L’Area Studi Mediobanca pubblica la seconda edizione dell’indagine sul settore orafo-argentiero-gioielliero in Italia. Lo studio analizza i dati finanziari dei 101 maggiori player con un giro d’affari superiore ai 19 milioni di euro ciascuno.
Alessandria riguadagna il terzo posto nella classifica nazionale dell’export orafo con export di 1.641,9 milioni di euro (16,8% del totale nazionale) e una crescita del 18,9% nei primi nove mesi del 2025, in netta controtendenza rispetto alla media nazionale che registra un calo del 14,5%. La provincia piemontese consolida il proprio ruolo nel panorama orafo italiano superando Milano che scivola in quarta posizione con export di 910,3 milioni di euro (9,3% del totale).
Le prime cinque destinazioni coprono il 74,3% dell’export alessandrino (circa 1.220 milioni di euro). A seguito di scelte logistico-commerciali operate da importanti protagonisti del settore, la Svizzera (26,0% dell’export alessandrino, circa 427 milioni) supera l’Irlanda (24,0%, circa 394 milioni) come prima destinazione: l’export verso la Svizzera registra un “boom” del +447,5%, mentre l’Irlanda perde il 19,4%. Perdono terreno la Francia (-11,7%) e Hong Kong (quinto sbocco, -27,2%). Crescono invece gli USA (+6,0%) e la Cina (sesta destinazione con circa 52,7 milioni di euro, +30,2%).
In ambito piemontese, Torino, quinta in classifica nazionale con 283,4 milioni di euro (2,9% del totale nazionale), sperimenta un mini-boom delle esportazioni (+157,3%).
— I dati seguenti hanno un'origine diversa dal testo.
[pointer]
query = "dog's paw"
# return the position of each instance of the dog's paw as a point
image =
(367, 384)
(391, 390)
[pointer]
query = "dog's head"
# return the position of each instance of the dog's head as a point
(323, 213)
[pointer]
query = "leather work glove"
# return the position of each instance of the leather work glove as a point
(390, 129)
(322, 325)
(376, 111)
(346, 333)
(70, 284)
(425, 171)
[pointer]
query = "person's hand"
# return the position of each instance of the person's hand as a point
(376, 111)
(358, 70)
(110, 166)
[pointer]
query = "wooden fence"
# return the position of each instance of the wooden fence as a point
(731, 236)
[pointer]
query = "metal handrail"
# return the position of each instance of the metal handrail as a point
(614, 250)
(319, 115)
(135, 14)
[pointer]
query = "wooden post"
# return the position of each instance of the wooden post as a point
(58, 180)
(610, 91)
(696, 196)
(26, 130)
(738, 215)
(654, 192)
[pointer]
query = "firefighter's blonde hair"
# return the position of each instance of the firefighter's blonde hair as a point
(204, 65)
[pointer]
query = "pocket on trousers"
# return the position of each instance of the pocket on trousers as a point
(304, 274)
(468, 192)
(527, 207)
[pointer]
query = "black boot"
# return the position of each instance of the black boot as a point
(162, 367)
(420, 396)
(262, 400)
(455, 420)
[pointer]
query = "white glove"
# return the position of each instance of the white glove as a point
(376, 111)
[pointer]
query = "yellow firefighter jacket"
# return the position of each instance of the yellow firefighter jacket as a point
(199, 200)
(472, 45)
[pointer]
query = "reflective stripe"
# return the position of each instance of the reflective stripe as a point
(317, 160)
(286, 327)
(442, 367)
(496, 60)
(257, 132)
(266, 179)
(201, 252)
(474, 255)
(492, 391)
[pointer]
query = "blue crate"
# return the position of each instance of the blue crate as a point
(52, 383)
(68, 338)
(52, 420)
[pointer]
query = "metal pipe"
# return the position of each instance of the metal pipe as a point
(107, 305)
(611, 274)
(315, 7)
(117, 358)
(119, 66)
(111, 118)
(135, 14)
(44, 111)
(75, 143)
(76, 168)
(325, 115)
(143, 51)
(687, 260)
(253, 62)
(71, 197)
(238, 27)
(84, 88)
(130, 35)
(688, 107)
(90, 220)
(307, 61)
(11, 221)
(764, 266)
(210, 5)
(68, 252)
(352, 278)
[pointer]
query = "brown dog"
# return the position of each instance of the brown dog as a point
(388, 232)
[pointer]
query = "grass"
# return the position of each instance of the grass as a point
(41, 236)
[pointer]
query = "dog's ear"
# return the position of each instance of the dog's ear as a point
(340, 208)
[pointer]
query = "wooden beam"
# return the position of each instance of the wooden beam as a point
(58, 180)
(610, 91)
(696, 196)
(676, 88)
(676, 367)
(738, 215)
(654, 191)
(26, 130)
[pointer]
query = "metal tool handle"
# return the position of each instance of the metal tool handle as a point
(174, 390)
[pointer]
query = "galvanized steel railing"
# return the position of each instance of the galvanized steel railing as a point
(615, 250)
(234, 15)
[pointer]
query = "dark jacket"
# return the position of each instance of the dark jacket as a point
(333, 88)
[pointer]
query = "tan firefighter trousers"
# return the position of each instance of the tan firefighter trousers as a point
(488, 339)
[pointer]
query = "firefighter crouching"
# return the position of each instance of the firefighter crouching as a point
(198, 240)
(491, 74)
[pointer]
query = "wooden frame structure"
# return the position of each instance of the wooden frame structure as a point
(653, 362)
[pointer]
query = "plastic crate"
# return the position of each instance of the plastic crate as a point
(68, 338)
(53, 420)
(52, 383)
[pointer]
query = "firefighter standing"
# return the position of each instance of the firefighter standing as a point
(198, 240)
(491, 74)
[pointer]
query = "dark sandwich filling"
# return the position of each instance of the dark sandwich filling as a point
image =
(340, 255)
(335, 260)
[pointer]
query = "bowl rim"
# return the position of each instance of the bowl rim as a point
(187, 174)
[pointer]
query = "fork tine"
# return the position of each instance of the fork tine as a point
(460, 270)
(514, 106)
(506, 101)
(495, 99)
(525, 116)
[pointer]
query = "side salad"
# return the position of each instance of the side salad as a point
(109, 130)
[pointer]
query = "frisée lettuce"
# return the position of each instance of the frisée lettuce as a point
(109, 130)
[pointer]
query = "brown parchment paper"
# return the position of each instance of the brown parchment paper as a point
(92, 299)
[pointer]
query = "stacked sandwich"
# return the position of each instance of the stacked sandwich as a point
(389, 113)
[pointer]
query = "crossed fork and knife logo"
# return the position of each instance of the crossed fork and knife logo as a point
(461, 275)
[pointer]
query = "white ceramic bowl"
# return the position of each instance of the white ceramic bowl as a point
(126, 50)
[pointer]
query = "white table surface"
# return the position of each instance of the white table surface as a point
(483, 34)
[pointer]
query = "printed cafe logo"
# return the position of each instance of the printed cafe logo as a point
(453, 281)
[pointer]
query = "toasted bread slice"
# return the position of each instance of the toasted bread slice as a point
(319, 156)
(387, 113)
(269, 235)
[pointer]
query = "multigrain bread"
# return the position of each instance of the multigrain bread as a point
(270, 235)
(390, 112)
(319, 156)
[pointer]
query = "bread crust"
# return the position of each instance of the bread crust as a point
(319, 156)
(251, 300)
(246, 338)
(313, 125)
Come spesso si è avuto modo di notare, al calo di Milano (quarta in classifica) fa eco un aumento dalla provincia di Torino, segnalando una riconfigurazione degli snodi logistico-commerciali tra le due province limitrofe.
Nel panorama nazionale, Arezzo (primo posto) mantiene la leadership con 3.636,3 milioni di euro (37,2% del totale) nonostante un -31,7%, Vicenza (secondo posto) registra 1.894,6 milioni di euro (19,4% del totale) con un +5,8%. Le prime quattro province coprono l’82,7% dell’export italiano di settore.